没想到紧接着一直没说话的祁连年开口了,他指挥着自己的儿子:“去,再亲阿姨一个。”
很显然被指挥的那位并不认为明媚是个怪阿姨的,因为他没有反抗自己老子的指示,而且执行得非常干脆利落一一“啾”的一声,这次的动静连我都听见了。
祁连年很是满意地点一点头,意味深长地说:“这一个,就拜托明阿姨转送给你舅舅了。”
妈……妈的。
果不其然,门主甚是争气地一张脸通红通红地从门口撤了回来。抬眼瞅见我,瞬间跟犯错了的小学生见了老师似的,结结巴巴地说:“他,他们走了。”
我点点头,转身往楼上走。听动静她是从身后追了两步的,然后又停住了,欲言又止地问:“陆小同……你不去送送啊?”
我脚下难以克制地顿了一下,却是连头都没有回:“你不是送了吗,我还去做什么?”
她站在我背后,良久都没有说话。
那天明媚是自己回家的,我要送她,她坚持不让,也就只好作罢。
她到家的时候给我打来一个电话汇报她到了,那个时候我正在和孙少一起喝酒。
接起电话的时候我已经有几分醉意了,就神色醺然地问她:“你能在北京呆多久?”
她回答:“去公司办完请假手续,抱了我儿子就走。”然后又笑嘻嘻地加了句,“我这趟可是专门回来陪你吃饭的,感动吧?”
电脑是她儿子,这是她给我强调过好多遍的冷笑话了。我一点儿都不诧异,反倒语气淡淡地说:“你在e市的时候,整个北京城里唯一被挂念到的也就只有你儿子了吧?”
“那是,”她顺着我的话就接了下去,“我是写文为生的,当然跟它亲了,再说了,我才刚把它买回来几天啊,这会儿正蜜月期呢。”
我莫名的因为她这句好像偏离了我期待的话而有点儿火,加上酒精的作用,话几乎没经过脑子就冲口而出了:“跟它最亲,那我呢?”
很显然她在那边是愣了一愣的,然后就“扑哧”一笑:“陆小同你说什么呢,小白是我儿子呀。”
一会儿小白一会儿儿子的,我在说什么她到底有没有听?这女人是弱智吗?
我搁了手里的酒杯,有些烦躁地说:“别说那些没要紧的,你是我女朋友这事儿还记着吧?”
她在那边打了个小小的呵欠:“没忘呢。
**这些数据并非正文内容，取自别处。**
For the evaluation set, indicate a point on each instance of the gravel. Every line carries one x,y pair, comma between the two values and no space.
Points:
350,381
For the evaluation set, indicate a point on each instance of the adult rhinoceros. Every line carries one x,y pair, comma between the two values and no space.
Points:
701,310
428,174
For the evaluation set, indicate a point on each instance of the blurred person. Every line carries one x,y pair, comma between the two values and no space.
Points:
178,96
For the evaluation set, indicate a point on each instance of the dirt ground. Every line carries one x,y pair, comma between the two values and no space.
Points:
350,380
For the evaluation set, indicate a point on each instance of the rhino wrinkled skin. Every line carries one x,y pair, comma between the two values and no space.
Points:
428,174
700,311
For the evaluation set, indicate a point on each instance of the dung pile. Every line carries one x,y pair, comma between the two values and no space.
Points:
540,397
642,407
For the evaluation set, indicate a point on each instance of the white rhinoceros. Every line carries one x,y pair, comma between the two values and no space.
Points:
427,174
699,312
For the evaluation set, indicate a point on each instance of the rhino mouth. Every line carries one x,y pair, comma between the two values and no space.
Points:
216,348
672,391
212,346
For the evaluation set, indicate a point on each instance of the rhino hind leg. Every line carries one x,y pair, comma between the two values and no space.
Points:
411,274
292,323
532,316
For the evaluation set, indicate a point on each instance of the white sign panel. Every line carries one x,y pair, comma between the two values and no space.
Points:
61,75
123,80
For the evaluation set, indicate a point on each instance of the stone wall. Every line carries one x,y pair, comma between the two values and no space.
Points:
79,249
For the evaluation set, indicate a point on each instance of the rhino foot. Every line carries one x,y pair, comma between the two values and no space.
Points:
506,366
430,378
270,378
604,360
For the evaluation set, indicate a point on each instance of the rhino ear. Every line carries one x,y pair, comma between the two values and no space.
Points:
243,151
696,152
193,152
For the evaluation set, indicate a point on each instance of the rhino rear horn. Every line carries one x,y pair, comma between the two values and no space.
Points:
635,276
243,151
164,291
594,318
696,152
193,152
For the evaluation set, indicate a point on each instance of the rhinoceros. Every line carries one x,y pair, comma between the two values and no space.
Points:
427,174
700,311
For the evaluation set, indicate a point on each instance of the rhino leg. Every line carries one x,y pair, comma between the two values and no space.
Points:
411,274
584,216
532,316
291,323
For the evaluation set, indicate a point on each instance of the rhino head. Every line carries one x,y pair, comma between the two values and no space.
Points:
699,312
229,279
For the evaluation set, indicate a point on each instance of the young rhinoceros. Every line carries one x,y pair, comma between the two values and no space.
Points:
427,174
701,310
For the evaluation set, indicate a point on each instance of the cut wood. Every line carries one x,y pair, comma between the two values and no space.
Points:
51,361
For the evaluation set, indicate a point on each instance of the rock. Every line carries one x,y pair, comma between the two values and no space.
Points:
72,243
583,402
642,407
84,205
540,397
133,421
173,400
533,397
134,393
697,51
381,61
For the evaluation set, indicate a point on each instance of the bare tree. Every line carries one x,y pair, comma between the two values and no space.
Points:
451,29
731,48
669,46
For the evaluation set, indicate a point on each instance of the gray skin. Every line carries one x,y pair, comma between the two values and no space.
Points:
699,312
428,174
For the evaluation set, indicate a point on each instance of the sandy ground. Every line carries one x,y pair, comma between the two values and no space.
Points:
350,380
”然后语气中流露出几分浅浅的困倦,调笑着说:“怎么,又有新指示了?”
她慵懒而又不正经的语气让我胸腹中的那股子邪火“噌”的一下就着了。喝醉酒了的我居然那么没风度,劈手就把电话给挂了。
孙少晃着酒杯,在一旁洞若观火地斜睨着我:“又跟媳妇儿吵架哪?”
他这句“媳妇儿”让我想起了晚饭时餐桌对面伉俪情深的那对儿,今晚本就烦躁的心情这下子更是达到了顶点,伸手抓起酒杯一扬脖就全给灌了下去。
瞧着我这十足故意买醉的架势,孙少更加八卦起来:“嘿哥们儿,总该说说今晚到底是怎么了吧!你打电话约我出来喝酒的时候,语气差得可真是让我险些就把电话给摔了。”
我从鼻子里挤出一声冷哼,没接他这个话茬。
又是几杯酒下肚,随手扔在身边沙发上的手机振了起来,我眯眼瞧了瞧,是她。
看着我的冷眼旁观和不作为,孙少笑了:“女人就是得哄着的,甭管你错还是她错!”他抓起手机朝我晃了晃,“你接不接?不接我可就接了。”
我轻蔑地别开了眼,他就把电话接了起来,开腔就是一句娴熟极了的:“弟妹啊——”惹得我握着酒杯的那只手顿时就是一抖。
他和明媚扯了好一会儿,末了挂了电话,转过脸来朝我暧昧极了地说:“说回家了再收拾你呢。”
我心下哂然,刚还问我是不是又有什么新指示呢,她倒真是装得敬业。
孙少继续说:“还说不许你开车回家,拜托我把你塞到出租车里去。”
我依旧抿唇冷笑。
“哎!”他抬手朝我肩膀上推了一把,一脸羡慕地笑骂:“妈的这么通情达理的媳妇儿你往哪儿找去啊?别身在福中不知福成吗?”
我垂了眼皮,心底鬼使神差地冒出来一句,她不是通情达理……她是恐怕根本就没那么在意。
“啧啧啧,”捕捉到了我此刻的表情,孙少捂着下巴,一副牙都要酸倒了的德型,“要解释回家朝她解释去,在这儿黯然个什么劲儿啊。”
我一怔。我黯然……了?
孙少摇摇晃晃地起身,过来推搡着我就往包间门口走:“你媳妇儿说得对,真是不能再喝了。”走了两步,他扭脸看向我,“回哪个家?”
我几乎是出于本能地用一种看流氓的眼神看着他。他顿时领悟了,不由得大惊失色:“不,不会吧,这么久都还没……”
他的话被我一个冷眼截住,到了嘴边硬生生地转成了:“你们不会还停留在拉拉小手亲亲小嘴的层次……吧?”